I tried to reach him. I wish I were big that I could tuck an arm in his and tell him not to be an idiot, but I dare not touch him. I knew that I should cry and cling to him.

I do not believe there ever was a more wonderful night, so full to the brim of scents and moonlight and velvet shadowed mystery.

"I—I want to go home," I said suddenly. "I'm tired."

We hardly spoke again until we reached our garden gate. I had the feeling that he, too, was surging with the things he wanted to say.

At the gate he put his hands on my shoulders, he was breathing like a man who had run far.

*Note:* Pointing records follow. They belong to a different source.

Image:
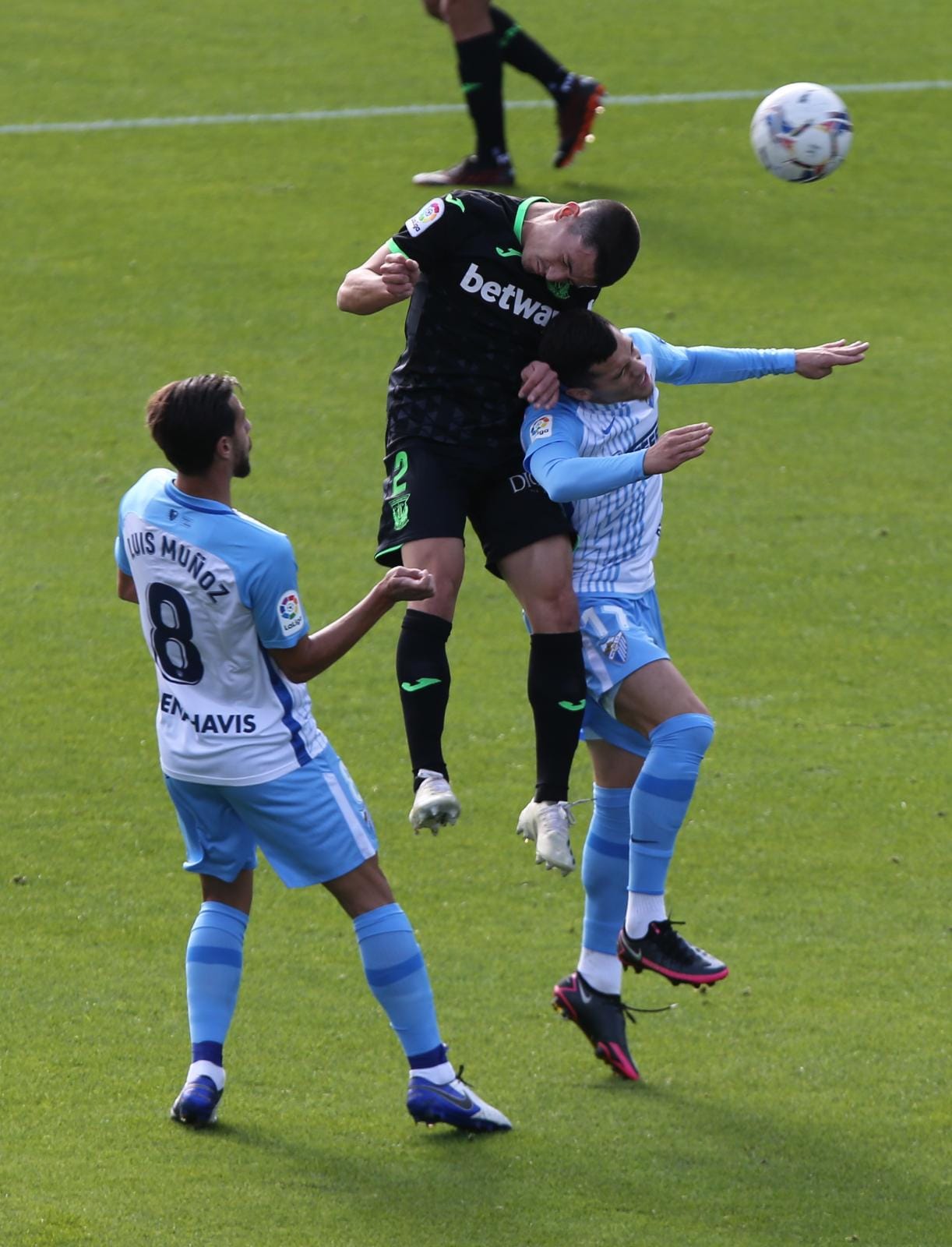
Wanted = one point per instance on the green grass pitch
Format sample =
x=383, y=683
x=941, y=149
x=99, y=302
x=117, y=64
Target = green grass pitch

"Pam," he said, "Walter Markham and I were talking about you to-night—and I told him the truth, child—that we weren't engaged, and hadn't any feeling for each other."

"Why?"

"A man knows when another man—cares. I'm glad I'm off to-morrow. Pam, I was just an incident, kid—an incident."

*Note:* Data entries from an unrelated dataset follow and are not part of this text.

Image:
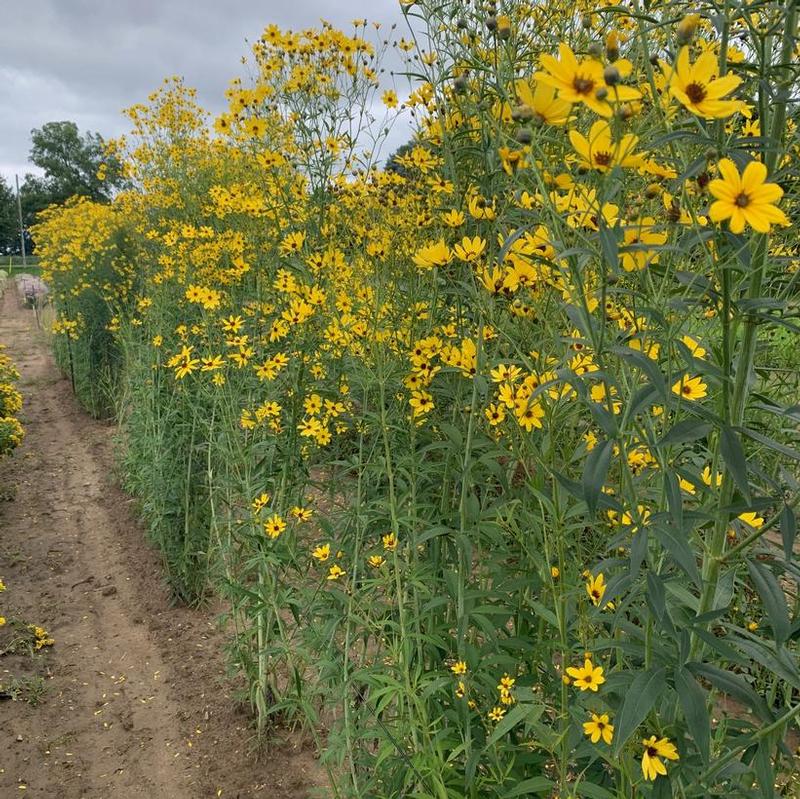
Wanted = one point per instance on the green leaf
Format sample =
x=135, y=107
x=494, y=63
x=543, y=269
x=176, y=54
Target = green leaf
x=529, y=786
x=596, y=470
x=788, y=524
x=683, y=431
x=770, y=443
x=773, y=599
x=511, y=719
x=693, y=700
x=639, y=699
x=678, y=546
x=733, y=455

"Did—did Mr. Markham say—he cared?"

"He's too loyal a pal for that. Besides, until I told him, he thought——"

"What did he say when you told him?"

"I—I don't know. I just walked out of his hut and came to you. He's not going with us to-morrow, you know—he's going to take on the new draft. I—I'm glad. Pam, say that I'm just an incident. I shall feel better about things, kid! I feel awful!"

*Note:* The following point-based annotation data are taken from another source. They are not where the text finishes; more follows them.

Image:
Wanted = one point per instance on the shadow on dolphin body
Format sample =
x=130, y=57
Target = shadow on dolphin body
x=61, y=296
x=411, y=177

"You're just an incident!" I said quietly.

I couldn't send him away with that look on his face.

He bent and kissed my hand.

His lips seemed hot.

Then he turned, and I heard him running swiftly down the little lane.

I wanted to have a sort of bright and shining appearance the next day, but nothing helped me, neither the sleepless night nor the hot coffee.

I climbed into the Gilpins' car with a white face.

It was the beginning of a gorgeous blue and gold September morning, but everything was misty and silvery and shiny with dew and mist.

"Cheer up, little thing!" Mrs. Gilpin said as I got in.

"Everyone is turning out to give them a send-off," Grace said. "I suppose the Major has been gone hours?"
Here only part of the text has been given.